La Faisa Cisal “precisa che il senso di responsabilità e l’abnegazione al dovere ha visto con professionalità e spirito di sacrificio i lavoratori tutti di A.T.A.F. S.p.A. e in particolare gli autisti, in prima linea sin dall’inizio della pandemia, nonostante le difficoltà e le condizioni di lavoro spesso al limite. È paradossale che l’attuale governance aziendale abbia concentrato la sua azione all’insegna delle sanzioni disciplinari e quindi economiche ai danni dei lavoratori. Dobbiamo a malincuore registrare, peraltro, un doppio atteggiamento che questo CdA ha adottato sin dal suo insediamento: una politica ‘lacrime e sangue’ ai danni dei lavoratori e come contraltare, una disinvolta propensione allo ‘spreco’ dei soldi pubblici. Infatti da più di cinque mesi al terminal intermodale l’energia elettrica viene erogata tramite l’utilizzo di un gruppo elettrogeno (500 euro al giorno tra noleggio e carburante) in quanto Enel ha interrotto l’erogazione in forza di un contenzioso in atto; la ristrutturazione della palazzina ex Uffici, dapprima svuotata poiché doveva di lì a poco essere affittata a terzi e poi nuovamente ‘utile’ nella visione aziendale di questa governance; le consulenze esterne, costate ad A.T.A.F. S.p.A. svariate decine di migliaia di euro pagati per servizi che (prima dell’efficientamento fortemente voluto dall’attuale CdA) A.T.A.F. ha da sempre svolto in house con il proprio personale; la sanificazione (costata uno sproposito) che viene di fatto effettuata sporadicamente e non quotidianamente come in aziende similari presenti sul territorio; il taglio di ben quattro linee (rientrato dopo tre settimane) non supportato da alcun taglio dei servizi minimi essenziali da parte della Regione Puglia che ha, di fatto, innescato un pericoloso probabile taglio dei chilometri (che va rendicontato alla Regione) e quindi dei fondi, esponendo l’azienda, e la città stessa, a un grave rischio. In merito a quest’ultimo punto la Faisa Cisal ha proclamato lo stato di agitazione di tutto il personale che (sia nella prima fase della procedura di raffreddamento in azienda, che nella seconda in Prefettura) si è chiuso con esito negativo”.
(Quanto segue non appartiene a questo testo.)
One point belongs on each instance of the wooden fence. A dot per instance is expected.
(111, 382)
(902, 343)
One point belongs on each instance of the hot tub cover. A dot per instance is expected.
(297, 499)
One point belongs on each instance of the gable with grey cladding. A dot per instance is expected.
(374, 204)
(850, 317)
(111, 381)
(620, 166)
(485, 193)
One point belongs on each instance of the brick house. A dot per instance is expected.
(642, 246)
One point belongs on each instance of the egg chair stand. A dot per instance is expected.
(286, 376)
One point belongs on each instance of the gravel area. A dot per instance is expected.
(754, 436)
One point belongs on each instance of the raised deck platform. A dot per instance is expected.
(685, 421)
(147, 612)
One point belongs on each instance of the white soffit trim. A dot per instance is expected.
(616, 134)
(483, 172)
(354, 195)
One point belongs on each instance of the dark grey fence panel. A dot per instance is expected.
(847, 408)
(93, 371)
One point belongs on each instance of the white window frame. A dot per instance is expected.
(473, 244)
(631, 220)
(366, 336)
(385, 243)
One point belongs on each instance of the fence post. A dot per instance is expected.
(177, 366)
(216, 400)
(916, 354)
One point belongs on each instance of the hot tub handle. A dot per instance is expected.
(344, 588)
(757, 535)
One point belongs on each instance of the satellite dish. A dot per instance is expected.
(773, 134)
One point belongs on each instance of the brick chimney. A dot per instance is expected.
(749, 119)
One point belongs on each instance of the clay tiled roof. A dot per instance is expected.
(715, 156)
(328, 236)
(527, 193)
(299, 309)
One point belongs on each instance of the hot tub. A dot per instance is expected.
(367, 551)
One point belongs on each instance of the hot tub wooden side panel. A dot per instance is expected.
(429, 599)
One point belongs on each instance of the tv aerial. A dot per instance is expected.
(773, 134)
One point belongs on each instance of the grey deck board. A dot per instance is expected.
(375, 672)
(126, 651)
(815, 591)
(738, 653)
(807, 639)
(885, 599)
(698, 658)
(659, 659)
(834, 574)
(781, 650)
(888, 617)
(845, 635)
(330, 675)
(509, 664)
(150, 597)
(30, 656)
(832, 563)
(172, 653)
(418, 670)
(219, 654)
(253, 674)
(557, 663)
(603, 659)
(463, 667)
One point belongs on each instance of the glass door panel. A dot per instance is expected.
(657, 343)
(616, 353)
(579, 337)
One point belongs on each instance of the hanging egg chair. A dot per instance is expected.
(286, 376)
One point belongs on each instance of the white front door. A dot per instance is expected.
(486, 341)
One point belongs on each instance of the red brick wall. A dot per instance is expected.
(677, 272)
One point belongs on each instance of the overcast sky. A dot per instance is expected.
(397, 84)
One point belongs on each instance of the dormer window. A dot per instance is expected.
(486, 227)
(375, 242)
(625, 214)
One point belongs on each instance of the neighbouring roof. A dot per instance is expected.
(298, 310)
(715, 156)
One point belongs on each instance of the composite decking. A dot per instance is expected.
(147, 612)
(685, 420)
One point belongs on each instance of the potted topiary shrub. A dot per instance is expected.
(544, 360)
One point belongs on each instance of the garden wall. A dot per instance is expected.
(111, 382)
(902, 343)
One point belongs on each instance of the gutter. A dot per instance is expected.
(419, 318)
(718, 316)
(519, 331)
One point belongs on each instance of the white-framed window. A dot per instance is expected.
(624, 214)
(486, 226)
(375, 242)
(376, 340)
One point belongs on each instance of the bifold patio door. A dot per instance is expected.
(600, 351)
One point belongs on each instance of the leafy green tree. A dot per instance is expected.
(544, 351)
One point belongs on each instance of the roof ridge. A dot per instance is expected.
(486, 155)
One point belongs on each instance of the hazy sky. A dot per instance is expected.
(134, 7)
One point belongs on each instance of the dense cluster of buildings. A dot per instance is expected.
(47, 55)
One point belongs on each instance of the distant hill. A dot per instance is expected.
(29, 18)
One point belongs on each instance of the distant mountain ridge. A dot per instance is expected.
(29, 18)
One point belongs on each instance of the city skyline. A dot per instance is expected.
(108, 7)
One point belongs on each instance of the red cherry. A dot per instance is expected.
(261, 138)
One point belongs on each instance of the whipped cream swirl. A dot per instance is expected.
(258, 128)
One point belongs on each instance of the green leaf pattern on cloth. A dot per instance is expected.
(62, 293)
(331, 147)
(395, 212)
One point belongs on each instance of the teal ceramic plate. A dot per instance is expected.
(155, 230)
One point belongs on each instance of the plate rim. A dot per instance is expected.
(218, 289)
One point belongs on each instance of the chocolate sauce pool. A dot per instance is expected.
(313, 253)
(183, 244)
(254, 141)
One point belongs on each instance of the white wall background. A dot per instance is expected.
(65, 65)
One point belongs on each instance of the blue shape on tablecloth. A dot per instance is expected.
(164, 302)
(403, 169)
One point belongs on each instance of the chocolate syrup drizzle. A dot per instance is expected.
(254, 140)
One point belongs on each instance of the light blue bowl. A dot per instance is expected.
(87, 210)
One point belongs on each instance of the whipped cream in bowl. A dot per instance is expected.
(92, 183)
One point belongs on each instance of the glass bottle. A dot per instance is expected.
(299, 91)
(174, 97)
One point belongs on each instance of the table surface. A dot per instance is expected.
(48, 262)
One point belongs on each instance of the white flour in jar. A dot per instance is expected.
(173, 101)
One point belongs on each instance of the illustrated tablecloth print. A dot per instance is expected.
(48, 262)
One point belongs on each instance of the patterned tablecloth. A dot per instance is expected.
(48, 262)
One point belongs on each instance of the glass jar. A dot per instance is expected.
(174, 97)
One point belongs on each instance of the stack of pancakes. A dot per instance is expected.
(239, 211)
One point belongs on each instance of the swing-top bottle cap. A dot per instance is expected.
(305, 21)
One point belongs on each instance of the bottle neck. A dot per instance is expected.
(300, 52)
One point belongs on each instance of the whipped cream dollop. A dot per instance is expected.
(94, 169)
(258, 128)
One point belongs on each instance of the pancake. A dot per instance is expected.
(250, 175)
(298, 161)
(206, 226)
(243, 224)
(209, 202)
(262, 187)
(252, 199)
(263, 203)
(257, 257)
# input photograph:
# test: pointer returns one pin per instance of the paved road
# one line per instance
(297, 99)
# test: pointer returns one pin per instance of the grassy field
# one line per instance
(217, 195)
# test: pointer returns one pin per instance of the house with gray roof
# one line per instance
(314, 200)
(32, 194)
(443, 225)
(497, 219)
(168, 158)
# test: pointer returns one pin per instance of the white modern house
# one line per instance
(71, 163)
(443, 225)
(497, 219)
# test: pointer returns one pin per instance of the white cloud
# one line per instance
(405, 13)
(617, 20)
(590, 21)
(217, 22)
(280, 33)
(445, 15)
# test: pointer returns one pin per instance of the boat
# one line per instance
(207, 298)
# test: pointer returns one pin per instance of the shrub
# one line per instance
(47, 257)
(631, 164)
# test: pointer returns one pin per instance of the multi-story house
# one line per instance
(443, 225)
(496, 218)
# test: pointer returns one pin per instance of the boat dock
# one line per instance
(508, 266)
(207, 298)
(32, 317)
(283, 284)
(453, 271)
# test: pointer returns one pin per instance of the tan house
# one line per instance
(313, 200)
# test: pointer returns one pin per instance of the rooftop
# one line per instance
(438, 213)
E ancora: “A questo proposito, il sindacato, qualora dovesse essere disposto un nuovo taglio (fosse anche di una sola linea) perfezionerà una denuncia alla Procura della Repubblica per soppressione di servizio pubblico, al fine di far emergere le responsabilità (di natura penale) che il taglio stesso implica. La Faisa Cisal ha da sempre contrastato e denunciato quanto su esposto (in modo sintetico) sia al tavolo in azienda, sia riportando all’Ente proprietà le varie problematiche attraverso comunicati stampa, esposti nonché sensibilizzando l’opinione pubblica attraverso i media locali. Certi che, in forza del difficile ruolo che oggi Lei, in qualità di Commissario Prefettizio, è chiamato a svolgere e che nell’ambito della sua azione saranno interessate anche le aziende partecipate, ci è corso l’obbligo di offrire alla Sua attenzione un sintetico report di ciò che negli ultimi anni, in forza delle scelte operate dall’attuale CdA, ha interessato la ‘Partecipata’ A.T.A.F. S.p.A. Sicuri della sua attenta considerazione, cogliamo l’occasione per porgerle distinti saluti”.